Add to this the fact that those responsible for gathering completed audit forms must, for example, send “one-off” reminders to request completed audit forms or follow-up on incomplete responses and dig through email inboxes to find if corrective actions have been completed.

Using paper forms, spreadsheets, and managing communications related to an internal audit process means a more time-consuming, difficult process. Another result is that the valuable data collected is neither centralized nor accessible for reporting until responses are rekeyed or copied and pasted into a single master spreadsheet.

RMIS offers a solution to internal audit roadblocks

The right technology can help remove the roadblocks and reduce the burdens typically associated with internal audits. An article that outlines trends from the recent Origami Risk user conference provides a glimpse of what this looks like:

“Converting paper forms, circulating spreadsheets, and long email chains into simple, trackable digital forms and audits provide several benefits. First, the entire process becomes open and visible at every step. Next, metrics provide rates of compliance, identify bottlenecks, and suggest process adjustments that managers can use to improve the effort. Lastly, with data now reportable (instead of remaining stuck in a file cabinet or warehouse box), the organization gains new insights based on actionable intelligence.”

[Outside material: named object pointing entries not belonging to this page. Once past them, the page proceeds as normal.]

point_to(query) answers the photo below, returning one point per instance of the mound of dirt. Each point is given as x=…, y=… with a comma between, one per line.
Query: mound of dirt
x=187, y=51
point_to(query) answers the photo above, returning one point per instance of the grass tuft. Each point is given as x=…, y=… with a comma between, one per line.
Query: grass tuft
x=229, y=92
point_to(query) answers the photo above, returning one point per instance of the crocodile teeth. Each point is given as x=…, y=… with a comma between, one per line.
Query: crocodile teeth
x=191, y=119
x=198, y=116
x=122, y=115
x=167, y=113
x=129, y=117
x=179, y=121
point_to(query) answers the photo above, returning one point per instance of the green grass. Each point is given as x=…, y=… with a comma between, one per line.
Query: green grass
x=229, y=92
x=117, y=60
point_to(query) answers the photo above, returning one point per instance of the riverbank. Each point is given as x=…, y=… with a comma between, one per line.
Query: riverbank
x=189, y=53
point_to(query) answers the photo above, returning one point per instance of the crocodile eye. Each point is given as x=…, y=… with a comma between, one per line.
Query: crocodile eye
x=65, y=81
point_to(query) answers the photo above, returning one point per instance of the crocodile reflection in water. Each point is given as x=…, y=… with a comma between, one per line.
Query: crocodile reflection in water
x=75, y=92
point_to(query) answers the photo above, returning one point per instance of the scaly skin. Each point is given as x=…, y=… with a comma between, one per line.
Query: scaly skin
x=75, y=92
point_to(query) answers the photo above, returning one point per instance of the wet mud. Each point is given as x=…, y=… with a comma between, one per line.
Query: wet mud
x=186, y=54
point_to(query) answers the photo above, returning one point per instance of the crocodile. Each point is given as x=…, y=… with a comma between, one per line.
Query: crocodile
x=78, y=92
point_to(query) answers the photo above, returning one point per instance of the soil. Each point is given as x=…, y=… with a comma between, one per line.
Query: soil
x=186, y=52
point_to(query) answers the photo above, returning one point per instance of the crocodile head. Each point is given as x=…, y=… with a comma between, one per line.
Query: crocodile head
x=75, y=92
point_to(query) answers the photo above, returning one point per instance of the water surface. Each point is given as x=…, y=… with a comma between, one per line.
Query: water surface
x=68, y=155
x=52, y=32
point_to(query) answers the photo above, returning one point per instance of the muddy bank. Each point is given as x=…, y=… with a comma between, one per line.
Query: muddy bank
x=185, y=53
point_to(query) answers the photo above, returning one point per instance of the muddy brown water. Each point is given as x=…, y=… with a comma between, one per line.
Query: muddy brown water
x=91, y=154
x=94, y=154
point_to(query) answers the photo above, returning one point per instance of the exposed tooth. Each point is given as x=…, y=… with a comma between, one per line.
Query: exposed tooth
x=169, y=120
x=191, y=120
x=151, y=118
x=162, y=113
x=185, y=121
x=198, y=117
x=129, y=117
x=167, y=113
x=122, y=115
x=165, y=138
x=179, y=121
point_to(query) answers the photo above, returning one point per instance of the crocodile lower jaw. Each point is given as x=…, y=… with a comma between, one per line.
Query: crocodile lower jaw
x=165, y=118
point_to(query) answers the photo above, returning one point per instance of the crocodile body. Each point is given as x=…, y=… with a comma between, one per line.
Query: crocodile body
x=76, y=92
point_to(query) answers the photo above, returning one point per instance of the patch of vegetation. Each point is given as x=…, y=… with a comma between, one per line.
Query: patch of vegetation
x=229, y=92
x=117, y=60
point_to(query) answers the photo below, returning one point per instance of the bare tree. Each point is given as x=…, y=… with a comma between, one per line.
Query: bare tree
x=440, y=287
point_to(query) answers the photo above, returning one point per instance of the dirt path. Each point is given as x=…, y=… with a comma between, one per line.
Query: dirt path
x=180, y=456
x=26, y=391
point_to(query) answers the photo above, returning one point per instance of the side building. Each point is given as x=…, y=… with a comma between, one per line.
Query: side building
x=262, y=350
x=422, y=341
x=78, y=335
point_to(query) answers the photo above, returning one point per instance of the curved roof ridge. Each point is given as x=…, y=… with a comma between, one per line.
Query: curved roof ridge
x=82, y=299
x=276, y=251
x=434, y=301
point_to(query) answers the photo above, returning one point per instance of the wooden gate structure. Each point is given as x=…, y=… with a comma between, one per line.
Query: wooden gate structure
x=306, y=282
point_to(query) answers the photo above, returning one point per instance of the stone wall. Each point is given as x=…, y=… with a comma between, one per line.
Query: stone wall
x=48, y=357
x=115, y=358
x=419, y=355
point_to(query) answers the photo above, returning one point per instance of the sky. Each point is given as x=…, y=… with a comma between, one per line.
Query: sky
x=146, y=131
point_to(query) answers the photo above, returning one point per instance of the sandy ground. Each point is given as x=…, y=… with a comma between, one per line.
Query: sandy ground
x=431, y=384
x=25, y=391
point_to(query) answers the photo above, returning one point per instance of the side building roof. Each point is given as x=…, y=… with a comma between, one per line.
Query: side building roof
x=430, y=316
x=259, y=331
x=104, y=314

No one looks forward to internal audits. But with the right process and the right technology, internal audits can help to ensure compliance and drive safe workplace behavior. They can also be used to prepare the organization for external audits, should they come. Perhaps most importantly, they provide the data that shows how programs are performing and where fixes are needed. Or, put another way, “You can’t change what you can’t see. And you can’t see what you don’t audit.”